This is why "systemic risk" and "too big to fail" are concepts we never should have followed.
Exhibit A: WASHINGTON – Freddie Mac is asking for $10.6 billion in additional federal aid after posting a big loss in the first three months of the year. It's another sign that the taxpayer bill for stabilizing the housing market will keep mounting.
The McLean, Va.-based mortgage finance company has been effectively owned by the government after nearly collapsing in September 2008. The new request will bring the total tab for rescuing Freddie Mac to $61.3 billion.
Freddie Mac says it lost $8 billion, or $2.45 a share, in the January-March period. That takes into account $1.3 billion in dividends paid to the Treasury Department. It compares with a loss of $10.4 billion or $3.18 a share, in the year-ago period.
What we have here is a classic example of what our grandparents use to call "throwing good money after bad". Because we have already sunk over $50 billion into rescuing Freddie Mac, we are forever on the hook to bail them out or we risk loosing more than had we just let them collapse on their own.

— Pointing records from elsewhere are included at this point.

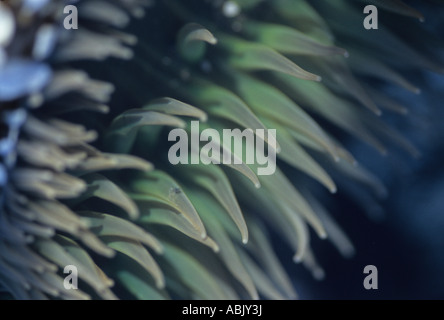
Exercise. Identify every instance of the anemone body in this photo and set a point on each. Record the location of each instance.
(86, 113)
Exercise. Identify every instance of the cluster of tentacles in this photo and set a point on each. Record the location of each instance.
(85, 180)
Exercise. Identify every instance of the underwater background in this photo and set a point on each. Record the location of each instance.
(119, 223)
(404, 240)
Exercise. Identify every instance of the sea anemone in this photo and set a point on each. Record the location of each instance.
(85, 115)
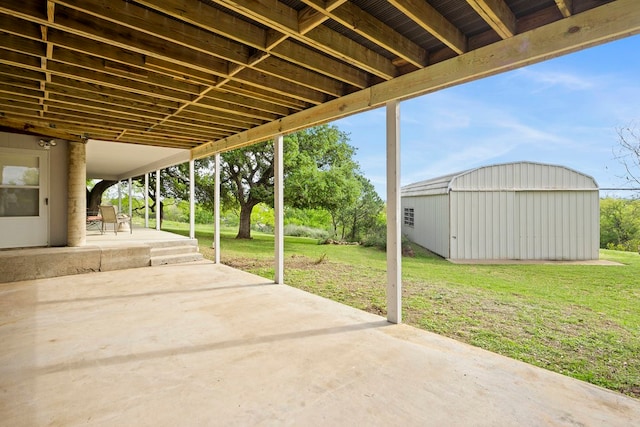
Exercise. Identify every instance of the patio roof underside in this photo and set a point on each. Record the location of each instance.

Freddie Mac and Fannie Mae were part of the fundamental causes to the economic meltdown of 2008. It is irresponsible to the point of being criminal that the Democrats did not address these two entities in their Financial Regulation bill.
We all know that Freddie will get the cash, because they are "too big to fail" and the "systemic risk" of their collapse to the economy is too great. Next quarter, Freddie will be back with a new set of losses and we can start throwing more good money after bad all over again.